Ademhaling is een belangrijk fysiologisch proces, zonder welke het menselijk leven onmogelijk is. Dankzij een vastgesteld mechanisme worden cellen voorzien van zuurstof en kunnen ze deelnemen aan de stofwisseling. Soorten ademhaling worden onderscheiden afhankelijk van welke spieren en organen bij het proces betrokken zijn.

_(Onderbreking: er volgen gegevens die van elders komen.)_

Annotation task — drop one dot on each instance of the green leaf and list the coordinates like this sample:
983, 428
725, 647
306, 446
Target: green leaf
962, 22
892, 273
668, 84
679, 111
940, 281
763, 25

Fysiologie van de ademhaling
Ademen gaat gepaard met afwisselend inademen (zuurstofverbruik) en uitademen (kooldioxideafgifte). In korte tijd vinden er veel processen tussen hen plaats. Ze kunnen worden onderverdeeld in de volgende hoofdfasen van de ademhaling:
- extern (ventilatie en diffusie van gassen in de longen);
- zuurstoftransport;
- ademende stoffen.
Externe ademhaling zorgt voor de volgende processen:
- Ventilatie van de longen - de lucht passeert de luchtwegen, wordt gehydrateerd, wordt warmer en schoner.
- Gasuitwisseling - vindt plaats in een kort interval van ademstilstand (tussen uitademing en een nieuwe ademhaling). Alveoli en longcapillairen zijn betrokken bij de uitwisseling. Bloed komt via de longblaasjes de haarvaten binnen, waar het verzadigd is met zuurstof en door het lichaam wordt vervoerd. Kooldioxide wordt vanuit de haarvaten terug naar de longblaasjes getransporteerd en het lichaam uitgeademd.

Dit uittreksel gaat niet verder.